Friday, April 13, 2012

We're not faking it

I know this subject has been talked about many times, but it bears repeating, because so many people I know feel this way.

The problem is that people in PhD programs are surrounded by brilliant people, and in comparison you don't feel as smart, don't feel as worthy, and it feels like you knew far more before you started than now. This feeling is known as the imposter syndrome. Simply put, it is harassment you give yourself.
  • You don't speak up when you think something is wrong. You always defer to 'supposed' authority.
  • You avoid answering questions in class, giving conference presentations, demonstrating competence,  because you don't want to be 'found out' or 'exposed'.
  • You feel inadequate, useless, and unimportant.
  • You avoid opportunities, because you feel unqualified, I'm not smart enough for the fellowship, or hardworking enough for that honor.
Now the imposter syndrome is not limited to PhD students, but I think that many PhD students do feel this way, either occasionally, or frequently. Everyday you are banging your head against a problem, where the solution involves doing something you are bad at. For a mechanical engineer, that might mean understanding electrodynamics, for an electrical engineer that might mean learning solid mechanics, for a physicist that might be learning chemistry.

The heart of a problem in a PhD is learning how to teach yourself the tools you need to solve your research problems. You used to rely on a parent, or teacher or professor to distill information for you, but a PhD is about learning to do the impossible, and it is very rare that the 'impossible' is your exact area of expertise. Your personal 'impossible' is the largest hurdle you will ever face.

And while you are banging your head against the wall trying to do something you are not good at, you start to forget that you are an expert in many things, you are really brilliant, and that you are successful, competent, and in fact worthy. Even if you know what imposter syndrome is, sometimes you will feel this way.

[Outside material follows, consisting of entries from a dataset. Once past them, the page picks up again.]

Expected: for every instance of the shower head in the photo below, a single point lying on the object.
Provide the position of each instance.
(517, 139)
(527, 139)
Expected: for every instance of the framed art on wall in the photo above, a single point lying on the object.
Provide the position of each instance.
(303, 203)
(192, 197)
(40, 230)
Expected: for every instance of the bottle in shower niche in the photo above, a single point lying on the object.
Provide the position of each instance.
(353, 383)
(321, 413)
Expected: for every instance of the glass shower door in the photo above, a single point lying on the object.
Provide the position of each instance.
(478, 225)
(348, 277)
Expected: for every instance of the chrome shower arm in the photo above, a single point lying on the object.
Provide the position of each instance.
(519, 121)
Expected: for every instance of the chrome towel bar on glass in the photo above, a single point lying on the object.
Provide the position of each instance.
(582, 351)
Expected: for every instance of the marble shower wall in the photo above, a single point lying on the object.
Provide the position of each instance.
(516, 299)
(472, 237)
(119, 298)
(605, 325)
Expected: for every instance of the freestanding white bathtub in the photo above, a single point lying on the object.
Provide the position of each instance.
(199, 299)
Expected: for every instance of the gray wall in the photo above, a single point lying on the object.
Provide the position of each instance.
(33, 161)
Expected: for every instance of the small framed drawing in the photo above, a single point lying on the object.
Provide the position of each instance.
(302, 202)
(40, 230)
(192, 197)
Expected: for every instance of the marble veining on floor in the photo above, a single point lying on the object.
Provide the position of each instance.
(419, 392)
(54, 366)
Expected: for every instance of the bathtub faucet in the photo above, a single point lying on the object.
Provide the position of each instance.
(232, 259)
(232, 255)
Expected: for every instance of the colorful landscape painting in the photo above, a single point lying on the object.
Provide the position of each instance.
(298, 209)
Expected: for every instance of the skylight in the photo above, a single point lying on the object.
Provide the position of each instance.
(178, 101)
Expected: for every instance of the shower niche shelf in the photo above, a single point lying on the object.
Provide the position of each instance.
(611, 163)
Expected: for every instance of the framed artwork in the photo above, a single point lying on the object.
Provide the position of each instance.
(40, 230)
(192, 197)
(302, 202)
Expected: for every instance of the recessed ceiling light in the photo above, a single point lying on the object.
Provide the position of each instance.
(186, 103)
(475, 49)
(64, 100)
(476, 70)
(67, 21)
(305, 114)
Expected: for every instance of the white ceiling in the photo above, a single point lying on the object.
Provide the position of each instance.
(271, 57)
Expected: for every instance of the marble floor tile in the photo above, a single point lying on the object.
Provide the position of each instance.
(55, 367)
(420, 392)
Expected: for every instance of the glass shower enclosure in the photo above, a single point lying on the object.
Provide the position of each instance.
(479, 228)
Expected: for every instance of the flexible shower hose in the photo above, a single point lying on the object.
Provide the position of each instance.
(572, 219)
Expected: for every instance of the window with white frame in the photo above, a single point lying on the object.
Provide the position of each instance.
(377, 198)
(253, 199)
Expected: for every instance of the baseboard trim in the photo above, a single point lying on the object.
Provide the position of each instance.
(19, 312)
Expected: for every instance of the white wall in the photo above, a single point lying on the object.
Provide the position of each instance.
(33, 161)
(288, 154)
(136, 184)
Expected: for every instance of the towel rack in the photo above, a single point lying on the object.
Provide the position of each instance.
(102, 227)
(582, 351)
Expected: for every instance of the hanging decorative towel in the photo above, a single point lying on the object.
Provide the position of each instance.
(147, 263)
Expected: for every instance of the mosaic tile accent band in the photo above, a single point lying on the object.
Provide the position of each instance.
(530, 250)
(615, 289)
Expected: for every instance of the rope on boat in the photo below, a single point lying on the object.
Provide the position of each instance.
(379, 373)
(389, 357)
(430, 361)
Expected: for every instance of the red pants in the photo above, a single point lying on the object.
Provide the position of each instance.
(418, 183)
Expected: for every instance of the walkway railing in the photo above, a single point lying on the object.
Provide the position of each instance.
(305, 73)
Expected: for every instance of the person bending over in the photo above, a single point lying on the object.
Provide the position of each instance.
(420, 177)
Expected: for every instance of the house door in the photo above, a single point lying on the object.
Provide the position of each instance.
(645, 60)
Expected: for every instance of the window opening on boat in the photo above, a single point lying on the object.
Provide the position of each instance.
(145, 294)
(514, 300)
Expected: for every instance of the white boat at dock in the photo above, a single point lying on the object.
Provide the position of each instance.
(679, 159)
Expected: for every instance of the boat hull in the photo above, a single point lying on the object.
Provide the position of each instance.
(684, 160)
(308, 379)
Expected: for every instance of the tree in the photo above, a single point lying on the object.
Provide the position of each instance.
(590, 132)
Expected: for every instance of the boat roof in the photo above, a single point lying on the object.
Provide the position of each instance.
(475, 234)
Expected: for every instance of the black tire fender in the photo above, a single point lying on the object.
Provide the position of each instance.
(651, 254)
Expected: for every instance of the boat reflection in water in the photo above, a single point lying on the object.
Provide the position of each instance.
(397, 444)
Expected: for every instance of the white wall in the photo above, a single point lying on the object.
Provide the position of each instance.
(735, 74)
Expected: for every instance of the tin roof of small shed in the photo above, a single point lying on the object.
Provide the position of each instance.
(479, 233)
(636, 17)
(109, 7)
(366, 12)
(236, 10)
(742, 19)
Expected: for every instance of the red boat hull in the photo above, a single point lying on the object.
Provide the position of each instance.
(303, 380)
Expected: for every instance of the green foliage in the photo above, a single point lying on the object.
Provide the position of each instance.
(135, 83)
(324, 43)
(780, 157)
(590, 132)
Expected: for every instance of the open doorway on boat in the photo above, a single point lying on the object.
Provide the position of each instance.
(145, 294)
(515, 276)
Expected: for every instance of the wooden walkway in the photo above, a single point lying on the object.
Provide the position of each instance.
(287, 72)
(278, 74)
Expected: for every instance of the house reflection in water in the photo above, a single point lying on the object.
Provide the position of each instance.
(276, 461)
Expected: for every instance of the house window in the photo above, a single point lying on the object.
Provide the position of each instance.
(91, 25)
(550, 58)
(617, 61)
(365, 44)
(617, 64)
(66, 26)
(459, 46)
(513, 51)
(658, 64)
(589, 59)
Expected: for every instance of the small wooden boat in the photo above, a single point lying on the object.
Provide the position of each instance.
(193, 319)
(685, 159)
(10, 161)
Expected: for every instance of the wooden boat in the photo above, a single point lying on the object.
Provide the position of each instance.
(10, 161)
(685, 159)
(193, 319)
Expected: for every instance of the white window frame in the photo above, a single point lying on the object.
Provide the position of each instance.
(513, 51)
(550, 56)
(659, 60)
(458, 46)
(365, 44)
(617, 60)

I am here to say it isn't true, you are not an imposter. Tuesday I felt that way, but the important thing to do is to go to your friends and talk with them. They are not going to lie, they will tell you truth, you are awesome/hardworking/smart, whatever. You are not an imposter, you do know what you are doing, no one is going to kick you out for incompetence, or laziness, or because you are retarded. But don't hear it from me, ask your friends.

There are other things you can do help prevent these overwhelming feelings.
  • Be friends with a variety of people. Don't hang out with only your research group, or only PhD students, there are many types of people in the world, find them.
  • Have a hobby that has nothing to do with your work. 
  • Take time to remember successes, rewards, goals that you have accomplished in the last month 
  • Take at least 1 day off work a week, to give yourself a break, time to catch up with life, and do fun things.
  • Find a mentor, who isn't your advisor and meet with them to talk about issues. This could be a senior student, or a different professor, but don't keep your feelings to yourself.
Aside from self-confidence, the other side of the issue is the admission on fallibility.

You are not God, you will make mistakes, you will not always be right, people who seem that way are bullshitting. When you make a mistake, you are not incompetent, you are normal, fallible, and working on something that carries risk. If it was all sunshine and butterflies, then someone did it in 1912 with antiquated equipment, or derived it in 1960 by hand.

It is pretty easy to get caught up in an environment where all of your results must be positive, all of your theories have matching experiments, but at the end of the day, it is the unexpected results which will lead to exciting discoveries. You are a student, and it many ways a PhD is much more like a traditional apprenticeship, you dedicate several years of your life to acquire a set of skills. If you already knew these skills, then there would have been no point is spending the time getting a PhD. By all means join the workforce immediately. But, since you are learning these skills, you aren't always going to get it right.

Don't let mistakes destroy your confidence, but do develop ways to double check your work before you present it. Maybe it is a good idea to draw a diagram, or wait a day to go over it again. I still need to work on this, so I don't have as many ideas.

Hey, I never said I had all the answers, I just figure if I am going to complain about something, I should have a few ideas to offer. You are not faking it, you are awesome, and you are going to do, and have already done, amazing things.